Jones’ main defense to killing his five children is insanity, according to legal filings. Under state law, if a person is found “not guilty by reason of insanity,” the trial judge orders the person to be committed to the State Hospital in Columbia for a period for up to 120 days.
After that, there would be a series of findings, court hearings and other procedures designed to make sure that if the person ever were to be released, he or she would not be in need of continued hospitalization any more. Any release might be accompanied by various conditions designed to safeguard the community.
Mark Binkley, interim director of the S.C. Department of Mental Health, said in an interview that anyone found “not guilty by reason of insanity” would be kept in a secure part of the G. Werber Bryan Psychiatric Hospital in Columbia.
Anyone released under the “not guilty by reason of insanity” program would be closely tracked by the Hospital, the court and the S.C. Department of Probation, Parole and Pardon Services, Binkley said.
Columbia attorney Joe McCulloch, a veteran trial lawyer, agreed with Swerling that getting a S.C. jury to rule “not guilty by reason of insanity” in death penalty cases is near to impossible.
“Everybody’s afraid of Jason (in the horror movie Friday the 13th) or Freddy Krueger (the killer in the Nightmare on Elm Street movie series), McCulloch said. “Mental illness is so misunderstood, and the general public is very apprehensive, especially in a case involving violence.”
“People have an anxiety about the ability of our system to treat someone to the point of safe mental health.”
Having an insanity finding means the jury would have to decide that the person was so delusional that he or she did not know legal and moral right from wrong.
But the prosecutors are likely to stress to the jury any actions the defendant made to plan the crime, as well as any actions the defendant made to flee, would be the actions of a person who knew right from wrong, McCulloch said.
“Any act of running away is susceptible to the prosecutors’ arguing, ‘If he was crazy, he’d still be there playing with his toes or something’,” McCulloch said.
After his children were killed in late August 2014, Jones drove around the Southeast for more than a week with their bodies in the back of his SUV, according to evidence in the case. Jones confessed to the crime and led investigators to a spot in rural Alabama where he dumped their bodies, wrapped in garbage bags.

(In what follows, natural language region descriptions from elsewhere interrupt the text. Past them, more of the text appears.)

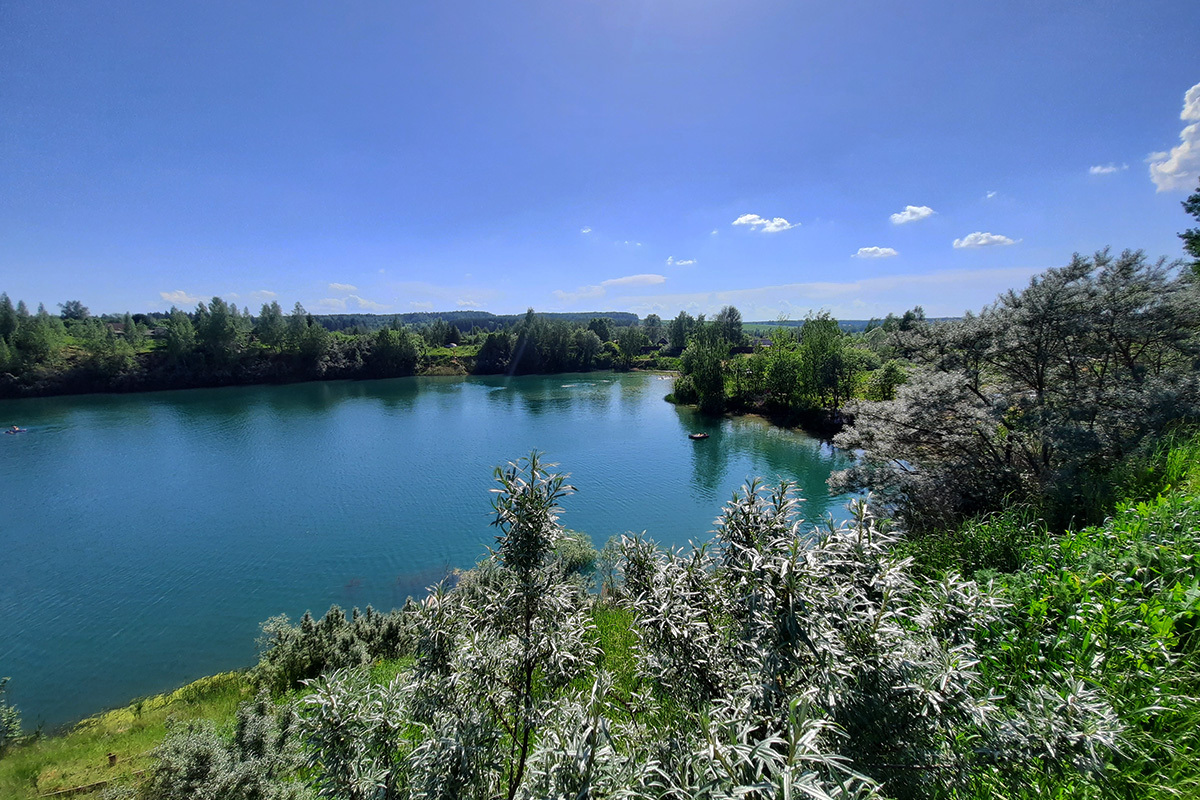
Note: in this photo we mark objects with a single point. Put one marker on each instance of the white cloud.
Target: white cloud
(635, 281)
(601, 289)
(367, 305)
(942, 294)
(582, 293)
(979, 239)
(352, 301)
(1180, 168)
(765, 224)
(911, 214)
(875, 252)
(179, 298)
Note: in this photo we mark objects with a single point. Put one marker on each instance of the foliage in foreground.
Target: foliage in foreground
(775, 661)
(1037, 400)
(772, 662)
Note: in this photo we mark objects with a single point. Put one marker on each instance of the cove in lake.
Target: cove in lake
(144, 537)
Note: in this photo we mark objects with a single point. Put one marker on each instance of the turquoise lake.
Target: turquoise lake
(144, 537)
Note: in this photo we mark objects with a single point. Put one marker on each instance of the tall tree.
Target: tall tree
(270, 325)
(180, 336)
(298, 324)
(1192, 235)
(1037, 397)
(679, 330)
(653, 328)
(601, 328)
(7, 318)
(75, 310)
(729, 324)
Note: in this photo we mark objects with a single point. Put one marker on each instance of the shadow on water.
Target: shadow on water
(417, 584)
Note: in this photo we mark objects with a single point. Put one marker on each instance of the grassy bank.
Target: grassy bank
(1097, 627)
(81, 756)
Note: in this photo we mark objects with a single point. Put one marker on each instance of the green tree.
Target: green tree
(7, 318)
(1038, 397)
(394, 353)
(39, 337)
(270, 329)
(587, 346)
(653, 328)
(219, 330)
(297, 326)
(679, 331)
(75, 310)
(703, 365)
(1192, 235)
(135, 332)
(729, 323)
(180, 336)
(829, 365)
(495, 353)
(629, 343)
(601, 328)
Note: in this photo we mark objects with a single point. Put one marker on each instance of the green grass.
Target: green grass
(79, 757)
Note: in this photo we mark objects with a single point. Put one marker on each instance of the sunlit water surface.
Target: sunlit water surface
(144, 537)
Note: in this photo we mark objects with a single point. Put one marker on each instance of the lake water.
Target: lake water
(144, 537)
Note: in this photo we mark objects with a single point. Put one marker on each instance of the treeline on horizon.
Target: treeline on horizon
(220, 344)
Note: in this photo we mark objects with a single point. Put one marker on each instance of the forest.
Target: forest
(1011, 612)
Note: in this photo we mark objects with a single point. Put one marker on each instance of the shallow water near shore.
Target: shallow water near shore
(144, 537)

Another possible verdict in the Jones case is “guilty but mentally ill.” The legal standard for that jury finding is that the defendant knew right from wrong, but because of mental illness, he “lacked sufficient capacity to conform his conduct to the requirements of the law,” according to a 1992 decision by the S.C. Supreme Court.

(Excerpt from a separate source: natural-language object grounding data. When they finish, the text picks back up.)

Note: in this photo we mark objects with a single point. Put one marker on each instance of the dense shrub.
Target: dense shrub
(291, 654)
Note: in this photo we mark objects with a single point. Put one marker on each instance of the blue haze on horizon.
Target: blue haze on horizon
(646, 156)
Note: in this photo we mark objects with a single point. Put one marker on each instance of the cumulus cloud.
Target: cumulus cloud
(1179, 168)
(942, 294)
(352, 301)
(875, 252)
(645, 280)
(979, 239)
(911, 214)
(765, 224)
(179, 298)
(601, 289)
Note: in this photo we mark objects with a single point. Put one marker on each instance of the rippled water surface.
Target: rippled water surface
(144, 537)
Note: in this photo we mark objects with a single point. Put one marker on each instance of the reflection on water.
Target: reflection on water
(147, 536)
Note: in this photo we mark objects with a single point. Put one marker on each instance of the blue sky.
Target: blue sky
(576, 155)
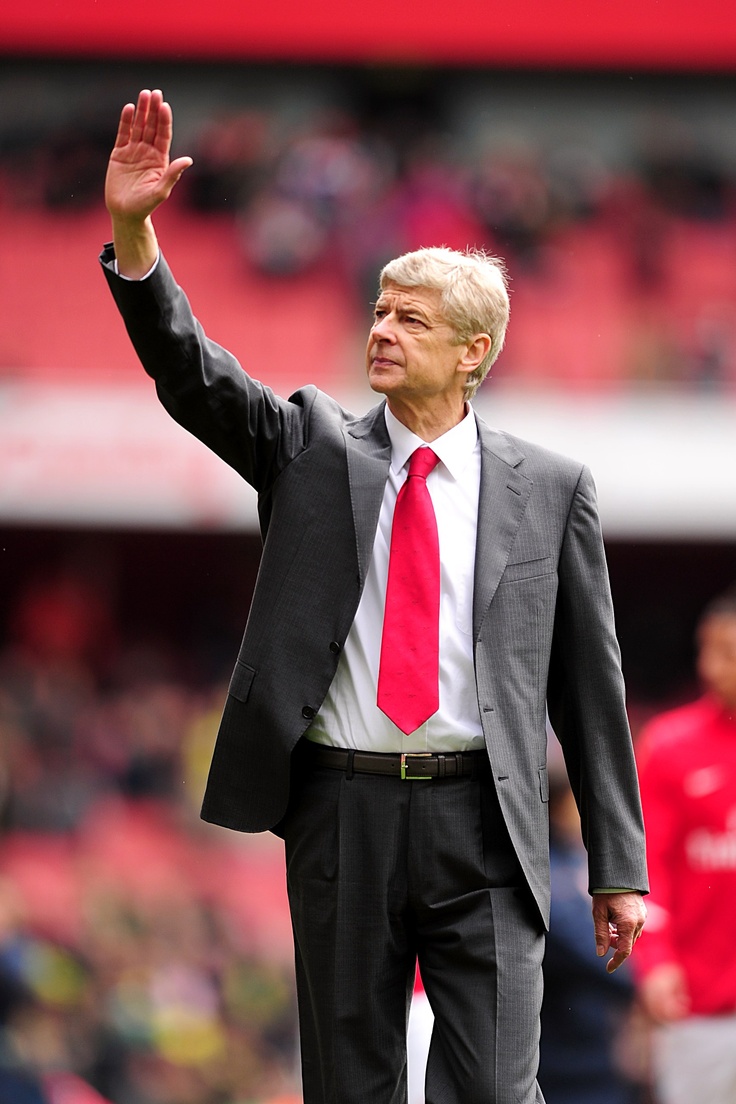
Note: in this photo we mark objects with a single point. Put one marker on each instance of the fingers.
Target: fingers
(618, 922)
(149, 120)
(123, 136)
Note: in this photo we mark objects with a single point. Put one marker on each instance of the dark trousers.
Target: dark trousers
(381, 873)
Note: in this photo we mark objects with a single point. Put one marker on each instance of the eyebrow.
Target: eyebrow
(405, 308)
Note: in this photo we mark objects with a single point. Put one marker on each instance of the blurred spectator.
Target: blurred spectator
(587, 1050)
(145, 958)
(688, 974)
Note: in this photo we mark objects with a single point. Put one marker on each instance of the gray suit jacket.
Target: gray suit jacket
(543, 622)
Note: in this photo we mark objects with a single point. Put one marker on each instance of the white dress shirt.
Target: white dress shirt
(349, 717)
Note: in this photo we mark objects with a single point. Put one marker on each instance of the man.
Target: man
(391, 723)
(686, 966)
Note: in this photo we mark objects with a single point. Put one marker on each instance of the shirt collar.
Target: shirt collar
(454, 448)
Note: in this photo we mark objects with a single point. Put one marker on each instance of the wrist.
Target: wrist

That decision in a Greenwood County death penalty case upheld the “guilty but mentally ill” verdict in the trial of Jamie Wilson, a mentally disturbed young man who was found guilty of killing two school children and wounding eight others in a 1989 shooting rampage at the Oakland Elementary School.
Thirty years later, Wilson, now 50, is still on South Carolina’s death row, awaiting execution.
It may be a long time coming. The state has no lethal drugs to kill Wilson, and no way to get them. The last execution in South Carolina was in 2011.